A new case study offers an unusually close look at how tirzepatide, a medication used for type 2 diabetes and weight loss, may influence the brain activity behind “food noise,” the nonstop thoughts about food that many people with obesity or binge eating experience. The findings are based on a single participant, but they highlight how complex eating behavior can be and why medications may not completely resolve intrusive cravings.
Researchers at the University of Pennsylvania were able to gather this data because the participant was enrolled in a clinical trial involving implanted electrodes, a procedure sometimes used in research on difficult-to-treat neurological conditions. The participant, a 60-year-old woman referred to as “Participant 3,” had severe, treatment-resistant obesity and long-standing loss-of-control eating. She had tried multiple treatments, including bariatric surgery, behavioral therapy and medications, but continued to struggle.
She also had significant “food noise,” reporting intense preoccupation with both sweet and salty foods. Before entering the trial, she was prescribed tirzepatide for type 2 diabetes. Because this happened shortly before her neurosurgery, researchers were able to observe how her brain responded to the medication before any stimulation was delivered.
After the electrodes were implanted, tirzepatide appeared to quiet electrical activity in the brain’s reward center, the nucleus accumbens, which helps regulate motivation, pleasure-seeking and impulses. That quieting matched her experience: for a period of time, she reported no food preoccupation.

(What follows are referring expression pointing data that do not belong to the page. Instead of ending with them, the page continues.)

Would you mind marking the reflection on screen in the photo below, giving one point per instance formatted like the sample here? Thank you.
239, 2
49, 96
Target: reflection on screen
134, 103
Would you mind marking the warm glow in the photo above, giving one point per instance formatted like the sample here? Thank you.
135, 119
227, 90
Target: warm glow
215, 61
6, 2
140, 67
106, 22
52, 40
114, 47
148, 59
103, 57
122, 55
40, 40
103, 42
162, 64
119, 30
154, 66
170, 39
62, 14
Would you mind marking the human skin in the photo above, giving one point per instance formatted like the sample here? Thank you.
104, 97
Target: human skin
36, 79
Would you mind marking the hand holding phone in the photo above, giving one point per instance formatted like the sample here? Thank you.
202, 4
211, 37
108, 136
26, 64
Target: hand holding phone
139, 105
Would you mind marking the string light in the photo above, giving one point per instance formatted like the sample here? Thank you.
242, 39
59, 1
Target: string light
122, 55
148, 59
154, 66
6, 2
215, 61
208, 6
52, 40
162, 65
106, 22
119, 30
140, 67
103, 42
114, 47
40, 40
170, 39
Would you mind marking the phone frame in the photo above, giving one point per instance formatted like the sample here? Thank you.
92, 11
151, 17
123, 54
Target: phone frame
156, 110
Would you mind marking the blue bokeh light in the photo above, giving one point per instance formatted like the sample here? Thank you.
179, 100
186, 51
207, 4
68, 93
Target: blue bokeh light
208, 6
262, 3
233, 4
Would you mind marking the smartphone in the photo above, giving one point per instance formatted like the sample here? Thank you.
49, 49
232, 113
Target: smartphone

But several months later, the same brain region began showing the elevated activity typically seen in people with obesity and binge-eating tendencies. Her food noise returned as well. The shift suggests the medication’s effect on her eating-related brain activity was temporary or incomplete.
The researchers emphasize that this study cannot be used to generalize about tirzepatide in the broader population. The insights come from a single person with highly complex medical and neurological needs, and her experience does not reflect typical use. But the work offers clues about why GLP-1–based medications may help reduce intrusive food thoughts for some people, why those effects may vary and why medications alone may not fully address eating behaviors rooted in the brain’s impulse and reward circuits.
“This study offers major insights into how these drugs may work inside the brain and will guide us as we explore new indications,” said senior author Casey H. Halpern, MD. He cautioned, however, that “it’s far too soon to call GLP-1 and GIP inhibitors miracle drugs for more conditions beyond type 2 diabetes and obesity.”
Study investigators said the observations should encourage more research into how these medications influence the neural pathways involved in food preoccupation and binge eating, and whether new treatments might more directly target those circuits.
The research was published in Nature Medicine and supported by the National Institutes of Health. The authors report no personal financial conflicts related to the study.